Oya History Museum 大谷資料館
A museum where history is set in stone
Located on the outskirts of Utsunomiya , the Oya Stone Mine was once a major source of wealth for the area. Though long defunct, parts of the mine have been transformed into the Oya History Museum, this underground realm now a site offering a one-of-a-kind exploration.
- The mine's mysterious dream-like caverns
- Nearby Oyaji Temple, carved out of a cliff face
How to Get There
Buses run to the Oya History Museum from Utsunomiya Station.
From the west side of Utsunomiya Station, take the bus at stop six heading for Oya/Tateiwa. The ride will take about 30 minutes. Get off at the Shiryokaniriguchi stop; the museum is a three-minute walk.
A rock for the ages
Created from lava and ash, igneous oya stone is easily carvable, resistant to erosion, and has been used in Japan since the 17th century for everything from tombs to paving stones to Tokyo's Imperial Hotel . Its use declined dramatically with the spread of concrete.
The Oya History Museum opened in 1979, giving the quarries a new direction. The last mines closed in 1986, but the museum continues to thrive as one of Utsunomiya's most popular destinations.
A small building houses oya stone-related exhibits, but the real draw is the massive underground network of caverns with more than 20,000 square meters of open space. Exhibits along the walls explain local geology and the history and methods of oya quarrying.
Not your ordinary mine
Walking underground through such open spaces is a rare experience. Artwork is displayed throughout the mine, and many of the rooms are illuminated with various colors, creating a sometimes surreal atmosphere.
Event spaces have also been carved into the caverns; these host weddings and concerts, and have become popular as sets for music videos, commercials, and films.

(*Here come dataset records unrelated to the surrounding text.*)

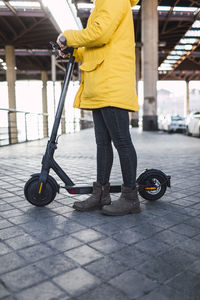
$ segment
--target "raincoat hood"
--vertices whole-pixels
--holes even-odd
[[[138,4],[139,0],[130,0],[131,6]]]

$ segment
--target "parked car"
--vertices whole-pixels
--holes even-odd
[[[159,130],[164,130],[164,123],[165,123],[165,116],[164,115],[159,115],[158,116],[158,129]]]
[[[168,115],[163,121],[163,130],[172,132],[185,132],[186,120],[181,116]]]
[[[191,113],[187,117],[186,134],[200,137],[200,112]]]

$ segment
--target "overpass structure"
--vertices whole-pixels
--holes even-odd
[[[67,3],[72,5],[70,0]],[[73,0],[73,5],[84,28],[93,4]],[[132,13],[136,80],[144,81],[143,129],[157,130],[157,80],[185,80],[187,89],[190,80],[200,80],[200,3],[143,0]],[[0,80],[8,82],[9,109],[16,109],[16,79],[42,79],[43,112],[47,113],[47,80],[60,80],[64,72],[49,46],[60,32],[42,0],[0,1]],[[78,77],[77,66],[74,76]],[[11,122],[16,123],[15,114]],[[13,133],[11,143],[16,141]]]

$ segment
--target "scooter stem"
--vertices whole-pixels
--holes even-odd
[[[66,97],[66,93],[67,93],[67,88],[68,88],[68,85],[69,85],[69,82],[70,82],[70,79],[71,79],[71,74],[72,74],[73,67],[74,67],[74,61],[75,61],[75,57],[73,56],[73,53],[72,53],[72,54],[70,54],[70,59],[69,59],[69,62],[67,64],[67,69],[66,69],[64,83],[63,83],[63,89],[62,89],[62,92],[61,92],[61,95],[60,95],[58,108],[57,108],[56,116],[55,116],[55,121],[54,121],[52,132],[51,132],[50,142],[52,142],[52,143],[55,143],[55,141],[56,141],[58,128],[59,128],[59,125],[60,125],[60,120],[61,120],[61,117],[62,117],[63,107],[64,107],[64,104],[65,104],[65,97]]]

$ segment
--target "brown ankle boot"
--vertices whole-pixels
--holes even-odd
[[[132,189],[124,185],[122,185],[122,193],[119,199],[102,208],[102,213],[109,216],[123,216],[139,213],[140,211],[137,188]]]
[[[93,209],[102,208],[104,205],[111,203],[109,194],[110,184],[101,185],[98,182],[93,182],[92,195],[84,201],[76,201],[73,208],[78,211],[90,211]]]

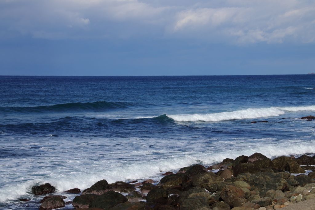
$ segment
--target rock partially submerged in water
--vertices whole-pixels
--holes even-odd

Two hours is about enough time to fully explore the museum. Deep underground, the air is cool, even during summer, so make sure you have something warm to wear.

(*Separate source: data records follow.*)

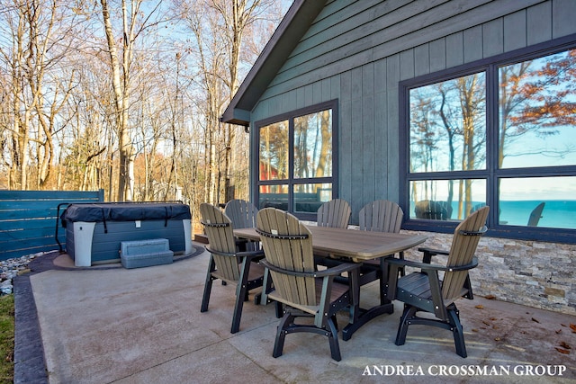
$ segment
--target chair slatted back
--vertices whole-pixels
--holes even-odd
[[[403,217],[400,205],[387,200],[377,200],[360,210],[360,230],[399,233]]]
[[[218,255],[218,253],[236,254],[236,239],[231,220],[220,210],[212,204],[200,204],[202,224],[204,226],[208,237],[208,251],[212,254],[216,269],[225,279],[238,281],[240,279],[240,270],[236,257]]]
[[[226,203],[224,213],[232,220],[236,229],[252,228],[256,227],[256,215],[258,210],[249,201],[235,199]]]
[[[265,208],[256,217],[256,228],[268,263],[288,271],[314,271],[312,235],[295,216],[275,208]],[[317,305],[314,278],[270,272],[274,289],[282,298],[297,305]]]
[[[482,207],[461,222],[454,232],[452,246],[446,265],[449,267],[465,265],[472,262],[478,242],[483,234],[489,207]],[[442,284],[442,296],[446,302],[462,296],[462,289],[468,276],[468,271],[446,272]]]
[[[351,215],[352,209],[346,200],[333,199],[318,209],[318,226],[346,228],[348,227]]]

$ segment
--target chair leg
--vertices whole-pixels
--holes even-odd
[[[336,318],[336,314],[332,315],[330,317],[330,319],[334,323],[334,327],[336,328],[336,333],[338,334],[338,320]]]
[[[406,334],[408,333],[408,326],[410,326],[410,319],[414,317],[418,308],[412,306],[405,306],[402,316],[400,317],[400,326],[398,327],[398,334],[396,334],[396,345],[404,345],[406,343]]]
[[[338,344],[338,331],[336,326],[335,317],[329,317],[327,320],[328,334],[328,341],[330,344],[330,354],[332,355],[332,359],[339,362],[342,360],[342,356],[340,355],[340,345]]]
[[[454,335],[454,344],[456,347],[456,353],[459,356],[466,357],[466,344],[464,344],[464,333],[460,323],[460,314],[456,306],[448,308],[448,317],[450,326],[452,326],[452,334]]]
[[[238,289],[236,293],[236,304],[234,305],[234,315],[232,317],[231,334],[236,334],[240,329],[240,317],[242,317],[242,308],[244,308],[244,297],[246,295],[246,286],[241,283],[238,285]]]
[[[282,317],[282,313],[284,312],[284,306],[280,301],[274,301],[274,308],[276,310],[276,318]]]
[[[282,356],[282,351],[284,348],[284,339],[286,338],[287,331],[285,328],[294,321],[294,317],[290,312],[286,312],[280,320],[278,325],[278,330],[276,331],[276,341],[274,344],[273,357]]]
[[[206,312],[208,310],[210,293],[212,290],[212,281],[214,281],[212,272],[216,269],[215,265],[214,259],[211,256],[210,263],[208,263],[208,272],[206,273],[206,281],[204,282],[204,293],[202,297],[202,307],[200,308],[201,312]]]

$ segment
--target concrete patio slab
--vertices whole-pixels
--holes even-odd
[[[200,312],[208,260],[202,253],[147,268],[31,275],[49,382],[576,382],[576,317],[478,297],[458,303],[466,359],[442,329],[412,326],[406,344],[395,345],[400,304],[340,338],[341,362],[330,358],[326,337],[311,334],[289,335],[274,359],[274,306],[251,297],[232,335],[234,288],[218,283]],[[376,284],[361,295],[364,306],[375,303]],[[338,314],[340,327],[346,321]]]

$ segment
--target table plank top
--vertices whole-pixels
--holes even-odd
[[[403,233],[370,232],[356,229],[307,226],[312,234],[315,252],[336,257],[346,257],[355,262],[387,256],[424,243],[427,236]],[[234,229],[234,235],[259,240],[256,228]]]

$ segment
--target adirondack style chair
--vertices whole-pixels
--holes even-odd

After your underground adventure
Outside the museum, Rock Side Market has a cafe with tasty gelato and a gift shop to help you ease back into the surface light and air.
Nearby Oyaji Temple is a ten-minute walk from the museum and worth a visit. Over 1,200 years old, the temple is built into a towering section of exposed oya stone. It is dedicated to Kannon, the Buddhist goddess of mercy. A visit here offers a rare glimpse at some of Japan's oldest Buddhist carvings.
Take a moment to admire the colossal statue of Kannon across the street from the temple. It was carved as a monument to peace after WWII.